Shameless funds charge too much

Mutual funds are one of the most important innovations of all time for individual investors, allowing them to obtain wide diversification and professional investment management at reasonable cost. That makes it the more shameful that large portions of the mutual fund industry continue to exploit shareholders with excessive costs, while delivering below-average returns.

Some fund companies offer very inexpensive products. Investors in funds offered by Vanguard, TIAA-CREF, Dimensional Fund Advisors, and others can buy into the stock and bond markets at the same low cost enjoyed by large institutional investors.

Other mutual fund companies are hurting their investors by offering funds with high fees, suggests a recent study by Morningstar Inc., an independent rating service. Costs are expressed by each fund’s expense ratio, which measures the expense of operating a fund—brokerage commissions, record keeping expenses, the portfolio manager’s salary—as a percentage of the assets of the fund.  Morningstar looked at all mutual funds with $100 million or more in assets during 2001 and found 30 that had annual expense ratios of 2% or greater, which is about double the industry average. By comparison, the lowest-cost mutual funds had expenses as low as 0.15%.

The study backs up a finding of much academic investment research: higher investment costs, on average, are accompanied by lower returns. Many of the 30 funds that had higher expenses did not perform as well as the average of their peer groups. For instance, the AIM Large Cap Opportunities Fund had an expense ratio of 2.34%, Morningstar said. (AIM disputes that figure. It estimates 2001 expenses at 2.12%.) The fund’s performance wasn’t so hot last year. The fund lost 26.6%, placing it in the 67th percentile of the large-cap-growth category, below average for all funds in that group.

Another fund with high expenses, the Kelmoore Strategy Fund, Class C Shares, had expenses of 2.41%, according to Morningstar. The fund invests in stocks, covered call options, and secured put options, placing it in the 97th percentile of Morningstar’s “hybrid” funds category last year. That was virtually the bottom of the heap as it lost 13.7%, following a loss of 15.1% the previous year.

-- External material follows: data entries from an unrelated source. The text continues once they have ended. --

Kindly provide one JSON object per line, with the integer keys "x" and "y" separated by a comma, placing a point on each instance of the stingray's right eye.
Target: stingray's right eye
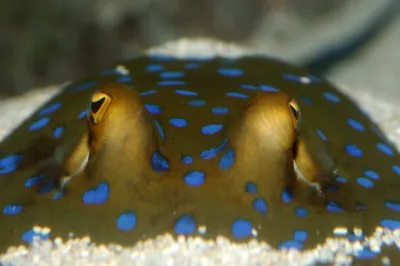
{"x": 296, "y": 113}
{"x": 98, "y": 106}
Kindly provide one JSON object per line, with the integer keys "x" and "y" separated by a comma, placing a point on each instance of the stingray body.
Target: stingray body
{"x": 244, "y": 148}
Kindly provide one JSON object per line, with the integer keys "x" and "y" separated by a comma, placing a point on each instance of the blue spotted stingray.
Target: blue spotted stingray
{"x": 244, "y": 148}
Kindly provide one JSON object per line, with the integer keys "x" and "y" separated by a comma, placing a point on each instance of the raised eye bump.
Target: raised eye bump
{"x": 296, "y": 113}
{"x": 98, "y": 106}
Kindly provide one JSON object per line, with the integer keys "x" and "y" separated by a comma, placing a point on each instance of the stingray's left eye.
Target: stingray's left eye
{"x": 296, "y": 114}
{"x": 98, "y": 106}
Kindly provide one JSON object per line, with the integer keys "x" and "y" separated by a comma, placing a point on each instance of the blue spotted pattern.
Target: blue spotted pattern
{"x": 126, "y": 221}
{"x": 185, "y": 225}
{"x": 187, "y": 159}
{"x": 227, "y": 159}
{"x": 50, "y": 109}
{"x": 353, "y": 150}
{"x": 331, "y": 97}
{"x": 159, "y": 162}
{"x": 194, "y": 178}
{"x": 220, "y": 110}
{"x": 186, "y": 92}
{"x": 39, "y": 124}
{"x": 153, "y": 108}
{"x": 211, "y": 129}
{"x": 178, "y": 122}
{"x": 97, "y": 195}
{"x": 10, "y": 163}
{"x": 242, "y": 228}
{"x": 260, "y": 205}
{"x": 212, "y": 152}
{"x": 12, "y": 209}
{"x": 29, "y": 236}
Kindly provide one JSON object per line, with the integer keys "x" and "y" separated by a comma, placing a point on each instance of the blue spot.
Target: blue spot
{"x": 194, "y": 178}
{"x": 306, "y": 100}
{"x": 197, "y": 102}
{"x": 227, "y": 159}
{"x": 341, "y": 179}
{"x": 191, "y": 66}
{"x": 186, "y": 93}
{"x": 230, "y": 72}
{"x": 366, "y": 254}
{"x": 12, "y": 209}
{"x": 172, "y": 74}
{"x": 321, "y": 135}
{"x": 331, "y": 97}
{"x": 178, "y": 122}
{"x": 150, "y": 92}
{"x": 84, "y": 86}
{"x": 126, "y": 221}
{"x": 365, "y": 182}
{"x": 185, "y": 225}
{"x": 9, "y": 164}
{"x": 290, "y": 244}
{"x": 333, "y": 207}
{"x": 124, "y": 79}
{"x": 153, "y": 108}
{"x": 160, "y": 130}
{"x": 50, "y": 109}
{"x": 34, "y": 181}
{"x": 249, "y": 87}
{"x": 212, "y": 152}
{"x": 301, "y": 212}
{"x": 97, "y": 195}
{"x": 251, "y": 188}
{"x": 264, "y": 87}
{"x": 46, "y": 188}
{"x": 371, "y": 174}
{"x": 154, "y": 68}
{"x": 28, "y": 236}
{"x": 57, "y": 132}
{"x": 39, "y": 124}
{"x": 396, "y": 169}
{"x": 385, "y": 149}
{"x": 57, "y": 195}
{"x": 236, "y": 95}
{"x": 82, "y": 115}
{"x": 355, "y": 124}
{"x": 187, "y": 159}
{"x": 353, "y": 150}
{"x": 171, "y": 83}
{"x": 390, "y": 224}
{"x": 220, "y": 110}
{"x": 395, "y": 206}
{"x": 211, "y": 129}
{"x": 241, "y": 228}
{"x": 300, "y": 235}
{"x": 260, "y": 205}
{"x": 287, "y": 195}
{"x": 159, "y": 162}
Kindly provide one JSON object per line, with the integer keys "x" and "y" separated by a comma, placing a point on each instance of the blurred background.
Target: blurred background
{"x": 51, "y": 41}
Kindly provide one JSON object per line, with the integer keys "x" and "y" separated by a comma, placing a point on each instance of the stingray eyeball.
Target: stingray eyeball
{"x": 296, "y": 114}
{"x": 98, "y": 106}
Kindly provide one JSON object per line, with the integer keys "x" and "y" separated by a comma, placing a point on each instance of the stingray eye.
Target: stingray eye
{"x": 98, "y": 106}
{"x": 296, "y": 114}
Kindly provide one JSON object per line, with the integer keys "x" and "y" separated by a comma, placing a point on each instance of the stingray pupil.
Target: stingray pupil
{"x": 96, "y": 105}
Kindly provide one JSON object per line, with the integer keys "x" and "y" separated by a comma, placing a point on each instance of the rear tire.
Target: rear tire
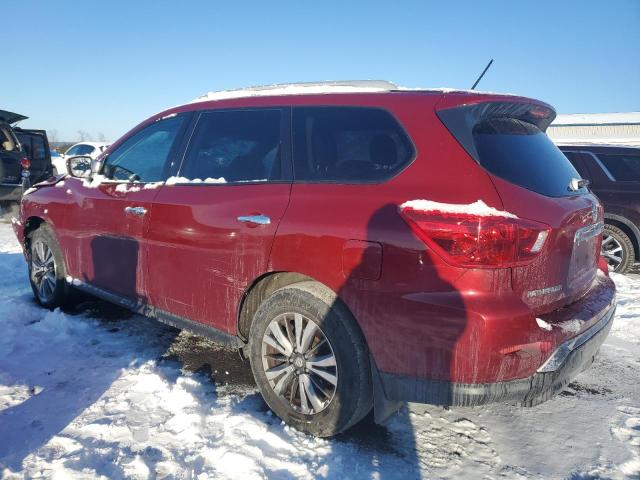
{"x": 617, "y": 249}
{"x": 335, "y": 352}
{"x": 47, "y": 274}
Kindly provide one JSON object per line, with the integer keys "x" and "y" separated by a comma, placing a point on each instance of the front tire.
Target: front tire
{"x": 617, "y": 249}
{"x": 310, "y": 360}
{"x": 46, "y": 268}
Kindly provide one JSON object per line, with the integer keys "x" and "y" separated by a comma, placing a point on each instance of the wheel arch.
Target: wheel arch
{"x": 259, "y": 290}
{"x": 31, "y": 224}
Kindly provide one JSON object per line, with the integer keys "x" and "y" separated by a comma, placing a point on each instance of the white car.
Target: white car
{"x": 90, "y": 149}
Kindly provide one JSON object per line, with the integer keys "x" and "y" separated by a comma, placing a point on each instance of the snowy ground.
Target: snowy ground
{"x": 102, "y": 393}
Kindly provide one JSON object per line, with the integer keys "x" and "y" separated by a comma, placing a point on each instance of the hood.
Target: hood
{"x": 10, "y": 117}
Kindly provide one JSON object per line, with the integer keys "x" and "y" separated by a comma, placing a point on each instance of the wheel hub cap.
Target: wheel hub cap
{"x": 43, "y": 270}
{"x": 612, "y": 251}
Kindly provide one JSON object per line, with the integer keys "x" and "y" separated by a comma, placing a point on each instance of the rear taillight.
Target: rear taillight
{"x": 470, "y": 240}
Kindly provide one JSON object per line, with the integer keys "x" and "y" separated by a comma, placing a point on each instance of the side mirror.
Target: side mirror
{"x": 79, "y": 166}
{"x": 96, "y": 165}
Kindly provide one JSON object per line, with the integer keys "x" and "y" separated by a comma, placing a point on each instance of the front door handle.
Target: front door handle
{"x": 256, "y": 219}
{"x": 138, "y": 211}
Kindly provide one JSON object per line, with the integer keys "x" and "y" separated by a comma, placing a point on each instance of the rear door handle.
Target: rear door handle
{"x": 138, "y": 211}
{"x": 256, "y": 219}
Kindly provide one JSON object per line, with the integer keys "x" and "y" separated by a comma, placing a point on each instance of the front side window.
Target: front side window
{"x": 624, "y": 168}
{"x": 143, "y": 156}
{"x": 235, "y": 146}
{"x": 348, "y": 145}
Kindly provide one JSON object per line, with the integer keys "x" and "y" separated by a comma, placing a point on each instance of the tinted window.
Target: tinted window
{"x": 7, "y": 143}
{"x": 73, "y": 151}
{"x": 624, "y": 168}
{"x": 33, "y": 146}
{"x": 520, "y": 153}
{"x": 238, "y": 145}
{"x": 142, "y": 157}
{"x": 347, "y": 144}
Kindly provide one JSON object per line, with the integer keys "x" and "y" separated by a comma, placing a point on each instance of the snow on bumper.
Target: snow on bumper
{"x": 568, "y": 360}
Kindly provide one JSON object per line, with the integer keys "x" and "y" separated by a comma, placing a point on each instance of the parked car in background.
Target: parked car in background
{"x": 21, "y": 151}
{"x": 362, "y": 244}
{"x": 614, "y": 173}
{"x": 58, "y": 162}
{"x": 89, "y": 149}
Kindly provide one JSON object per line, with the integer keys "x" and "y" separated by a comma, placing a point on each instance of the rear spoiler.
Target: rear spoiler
{"x": 460, "y": 120}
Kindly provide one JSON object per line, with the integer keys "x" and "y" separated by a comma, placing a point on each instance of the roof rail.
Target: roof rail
{"x": 338, "y": 86}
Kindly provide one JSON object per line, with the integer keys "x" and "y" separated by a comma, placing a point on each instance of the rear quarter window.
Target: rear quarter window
{"x": 521, "y": 153}
{"x": 348, "y": 145}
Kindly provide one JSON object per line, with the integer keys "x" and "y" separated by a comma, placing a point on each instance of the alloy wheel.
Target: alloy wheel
{"x": 612, "y": 251}
{"x": 299, "y": 363}
{"x": 43, "y": 270}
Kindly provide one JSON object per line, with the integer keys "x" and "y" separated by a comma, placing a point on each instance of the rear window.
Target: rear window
{"x": 520, "y": 153}
{"x": 348, "y": 145}
{"x": 624, "y": 168}
{"x": 33, "y": 146}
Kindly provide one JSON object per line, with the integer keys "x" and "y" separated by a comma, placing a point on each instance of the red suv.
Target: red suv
{"x": 363, "y": 245}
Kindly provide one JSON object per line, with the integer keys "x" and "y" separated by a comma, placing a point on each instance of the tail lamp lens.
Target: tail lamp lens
{"x": 478, "y": 241}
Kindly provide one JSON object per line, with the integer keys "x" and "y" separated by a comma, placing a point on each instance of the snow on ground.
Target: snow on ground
{"x": 100, "y": 393}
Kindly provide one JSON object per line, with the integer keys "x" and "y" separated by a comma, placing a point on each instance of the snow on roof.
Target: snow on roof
{"x": 597, "y": 118}
{"x": 311, "y": 88}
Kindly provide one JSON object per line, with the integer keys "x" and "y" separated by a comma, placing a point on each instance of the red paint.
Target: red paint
{"x": 421, "y": 315}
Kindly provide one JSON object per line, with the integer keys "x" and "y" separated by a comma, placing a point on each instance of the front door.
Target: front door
{"x": 211, "y": 230}
{"x": 111, "y": 213}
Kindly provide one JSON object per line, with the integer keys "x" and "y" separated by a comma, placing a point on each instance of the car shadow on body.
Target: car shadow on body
{"x": 429, "y": 332}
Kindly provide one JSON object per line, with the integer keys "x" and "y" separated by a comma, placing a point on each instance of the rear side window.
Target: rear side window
{"x": 33, "y": 145}
{"x": 520, "y": 153}
{"x": 235, "y": 145}
{"x": 348, "y": 145}
{"x": 143, "y": 156}
{"x": 85, "y": 150}
{"x": 624, "y": 168}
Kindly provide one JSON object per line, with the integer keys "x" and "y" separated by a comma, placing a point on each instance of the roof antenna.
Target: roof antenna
{"x": 482, "y": 74}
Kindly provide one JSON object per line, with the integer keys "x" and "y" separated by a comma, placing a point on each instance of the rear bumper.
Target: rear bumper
{"x": 10, "y": 192}
{"x": 567, "y": 361}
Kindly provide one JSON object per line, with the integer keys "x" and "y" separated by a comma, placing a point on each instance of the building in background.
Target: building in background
{"x": 609, "y": 128}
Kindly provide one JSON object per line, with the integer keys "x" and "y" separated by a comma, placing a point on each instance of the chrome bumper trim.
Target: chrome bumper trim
{"x": 558, "y": 357}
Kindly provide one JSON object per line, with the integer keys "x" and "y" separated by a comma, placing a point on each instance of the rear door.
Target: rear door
{"x": 211, "y": 229}
{"x": 36, "y": 148}
{"x": 109, "y": 215}
{"x": 10, "y": 156}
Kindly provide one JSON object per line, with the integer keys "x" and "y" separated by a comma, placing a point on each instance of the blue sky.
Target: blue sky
{"x": 102, "y": 67}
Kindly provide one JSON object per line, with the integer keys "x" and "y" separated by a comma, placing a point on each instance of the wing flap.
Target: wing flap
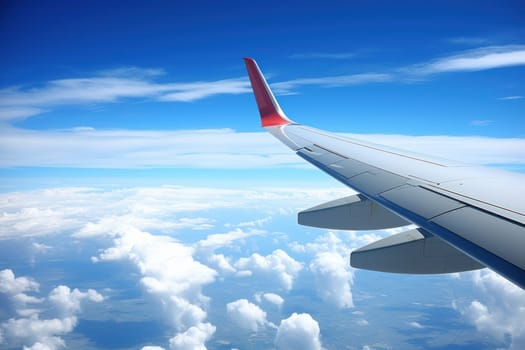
{"x": 415, "y": 252}
{"x": 350, "y": 213}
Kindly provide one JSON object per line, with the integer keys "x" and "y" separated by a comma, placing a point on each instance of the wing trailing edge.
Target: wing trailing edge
{"x": 465, "y": 224}
{"x": 415, "y": 252}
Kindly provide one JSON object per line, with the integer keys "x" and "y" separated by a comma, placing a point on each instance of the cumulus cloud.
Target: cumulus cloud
{"x": 62, "y": 307}
{"x": 9, "y": 284}
{"x": 246, "y": 315}
{"x": 218, "y": 240}
{"x": 333, "y": 278}
{"x": 287, "y": 87}
{"x": 68, "y": 301}
{"x": 278, "y": 265}
{"x": 415, "y": 325}
{"x": 178, "y": 287}
{"x": 299, "y": 331}
{"x": 501, "y": 311}
{"x": 274, "y": 299}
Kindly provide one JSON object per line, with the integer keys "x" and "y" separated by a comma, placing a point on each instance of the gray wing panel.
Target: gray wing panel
{"x": 492, "y": 233}
{"x": 414, "y": 252}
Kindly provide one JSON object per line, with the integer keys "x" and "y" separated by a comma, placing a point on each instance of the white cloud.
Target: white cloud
{"x": 481, "y": 122}
{"x": 333, "y": 278}
{"x": 194, "y": 338}
{"x": 299, "y": 331}
{"x": 415, "y": 325}
{"x": 484, "y": 58}
{"x": 362, "y": 322}
{"x": 15, "y": 113}
{"x": 218, "y": 240}
{"x": 68, "y": 301}
{"x": 246, "y": 315}
{"x": 515, "y": 97}
{"x": 111, "y": 86}
{"x": 278, "y": 265}
{"x": 179, "y": 287}
{"x": 287, "y": 87}
{"x": 501, "y": 312}
{"x": 335, "y": 56}
{"x": 274, "y": 299}
{"x": 12, "y": 285}
{"x": 31, "y": 330}
{"x": 222, "y": 149}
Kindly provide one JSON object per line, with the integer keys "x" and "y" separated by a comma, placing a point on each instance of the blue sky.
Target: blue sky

Mutual fund investors cannot control the market’s investment results, but they can control their cost of investing. They should compare a fund’s expenses to its peers before taking the plunge. Funds with higher than average expenses should be avoided.
Every month Morningstar publishes a list of average expenses for dozens of fund categories. For instance, the most recent list shows that the average large company domestic stock fund has an expense ratio of 1.24%.

Other types of funds may have higher or lower expenses. It costs more to invest in small and international stocks, but investors still should not overpay. The average domestic small stock fund has an expense ratio of 1.41%, and the average large cap foreign fund has expenses of 1.65%, according to the most recent Morningstar survey.